Wednesday, 9 November 2016

Donald Trump's Victory Represents Brexit on Steroids



As the smoke clears over yesterday's American electoral battlefield three things are clear. First that Donald J. Trump will become the next President of the USA, secondly that the Republicans will control both Houses of Congress as well as all the Southern state legislatures, and finally that I have won £60 off William Hill for my bets on Trump. Of the three I reckon that the last is the most important to me.

For our country, the most important matter is that exactly a month ago, Dan DiMicco, Donald Trump's trade adviser pledged that the UK would be first in line for a trade deal with the USA, at the same time as he rejected the idea of free trade between the USA and the EU. We should remember that Obama said that we would be at the "back of the queue" for any trade deals if we left the EU. We rejected that blackmail in June and now events in the USA show that as far as America is concerned we were right to do that. 
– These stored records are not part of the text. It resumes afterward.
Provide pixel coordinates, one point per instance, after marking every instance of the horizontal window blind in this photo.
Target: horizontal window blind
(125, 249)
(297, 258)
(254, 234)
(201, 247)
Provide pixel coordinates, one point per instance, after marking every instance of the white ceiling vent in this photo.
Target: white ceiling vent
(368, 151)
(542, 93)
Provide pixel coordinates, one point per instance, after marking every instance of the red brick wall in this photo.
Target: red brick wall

What happened yesterday was a continuation of our Brexit vote, but on steroids.The ordinary people who either work in the private sector or are done over by it, gave a bit of payback to the people who have done so very well out of the new, globalised order. 

So yesterday was a victory for what the Americans call the hard hats. The men who dig deep under the soil of West Virginia to hack out the coal that goes to power a Pennsylvania smelting plant where the steel is produced that goes to build the Detroit muscle cars. All union men to the core, and proud to display their badges to prove it.

The defeated in America are of the same type as those who were defeated in the UK in our Brexit vote back in June. I call them the polyocacy, the parasitic class from the crappier institutions that degrade the name of university. They used to their willingness to sit around in boring meetings to take over both the Democrats in the USA and Labour in the UK, and they made them their parties and not ours.

They implicitly support globalisation as the rulers in both Britain and the USA are willing to allow members of the polyocracy to have plenty of well-paying non-jobs at the public's expense. They love the influx of third worlders because it creates more jobs for the polyocracy, especially in the teaching trade and social work industry. They also deny that this influx is directly responsible for the lack of well-paying, unionised jobs for us.

Yesterday they were schlonged, as the American say, or given a right hard shafting as we put it. Yesterday was in so many ways, a very good day for ordinary people indeed.